Até as bonecas vêm com mamadeirinhas e chupetas de brinquedo, induzindo as meninas a acharem que aquilo é o "natural" desde crianças.
O único ponto em que concordei com esse texto foi quando ela disse que não há informações de qualidade pra todas as mães, na mídia. Realmente isso é um fato.
Raras exceções já ouviram falar em relactação, por exemplo. Que é quando a mãe amamenta com sonda e leite artificial grudados no peito, pra estimular o organismo a voltar a produzir leite (solução para quem diz que o leite secou, olha que maravilha!)
Mas, sabe... Eu percebo que assim como hoje em dia vivemos uma batalha para conseguir informações corretas sobre parto, isso também acontece com a amamentação.
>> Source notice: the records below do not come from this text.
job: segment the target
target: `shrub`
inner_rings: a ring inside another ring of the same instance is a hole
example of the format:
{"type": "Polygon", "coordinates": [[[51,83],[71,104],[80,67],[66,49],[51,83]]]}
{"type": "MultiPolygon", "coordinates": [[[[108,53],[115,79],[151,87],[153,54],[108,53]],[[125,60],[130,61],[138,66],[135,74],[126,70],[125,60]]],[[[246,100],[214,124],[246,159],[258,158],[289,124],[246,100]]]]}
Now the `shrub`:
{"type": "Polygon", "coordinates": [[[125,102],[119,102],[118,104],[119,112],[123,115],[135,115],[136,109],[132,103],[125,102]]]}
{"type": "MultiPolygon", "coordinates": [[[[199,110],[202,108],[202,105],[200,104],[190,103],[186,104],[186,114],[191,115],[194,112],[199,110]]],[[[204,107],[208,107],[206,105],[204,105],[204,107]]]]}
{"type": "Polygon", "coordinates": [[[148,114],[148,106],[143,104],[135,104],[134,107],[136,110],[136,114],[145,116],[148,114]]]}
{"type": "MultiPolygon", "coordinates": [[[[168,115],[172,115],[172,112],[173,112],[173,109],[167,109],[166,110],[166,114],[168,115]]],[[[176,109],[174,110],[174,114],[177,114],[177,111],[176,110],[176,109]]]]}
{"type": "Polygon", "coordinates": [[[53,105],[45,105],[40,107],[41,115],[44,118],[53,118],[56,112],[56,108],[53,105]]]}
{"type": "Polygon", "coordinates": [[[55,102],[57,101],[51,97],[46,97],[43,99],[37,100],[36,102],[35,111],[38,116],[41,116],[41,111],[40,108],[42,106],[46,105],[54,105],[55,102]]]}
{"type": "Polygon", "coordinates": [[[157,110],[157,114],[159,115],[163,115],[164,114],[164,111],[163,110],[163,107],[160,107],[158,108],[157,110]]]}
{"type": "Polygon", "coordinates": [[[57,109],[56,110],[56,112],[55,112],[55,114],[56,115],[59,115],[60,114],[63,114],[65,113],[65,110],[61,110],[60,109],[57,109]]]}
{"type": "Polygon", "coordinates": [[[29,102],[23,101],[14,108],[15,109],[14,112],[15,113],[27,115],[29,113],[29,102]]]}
Tem que procurar MUITO, acreditar MUITO e persistir MUITO. Senão você é levada pela enxurrada do marketing do leite artificial e bye-bye amamentação!

Às vezes junta tudo numa coisa só, e a mãe não quer admitir que pra ela é mais cômodo desmamar aquele bebê que demanda atenção demais, ela já nem está tão a fim de amamentar mais, está cansada, e acaba "se rendendo" à fórmula.
Ninguém tem nada a ver com isso (além do bebê, claro), mas que a verdade seja dita, porque senão acredito que estou vivendo em um mundo paralelo, sou uma extraterrestre mesmo e tudo que vi e vivi nesses últimos 6, 7 anos é viagem da minha cabeça alienígena, e não uma escolha consciente de uma mãe.
É só fazer uma pesquisa rápida: Quantas mulheres que você conhece, amamentaram até depois dos 6 meses?

Respondendo a essa pergunta a gente consegue descobrir se estamos vivendo realmente numa "ditadura da amamentação", com um monte de mães com peitos pingando leite e julgando as outras minorias que não conseguiram amamentar... Em um país com média de amamentação de 54 míseros dias... Sei...
Mulheres: nós podemos fazer muito mais que isso. Não é fácil, mas é muito mais que possível!
Se estiver com dificuldades, peça ajuda!
Se não quiser mais, tome uma decisão consciente e livre-se do sentimento de culpa. Porque afinal de contas, decisões conscientes não devem deixar sentimento de culpa em ninguém.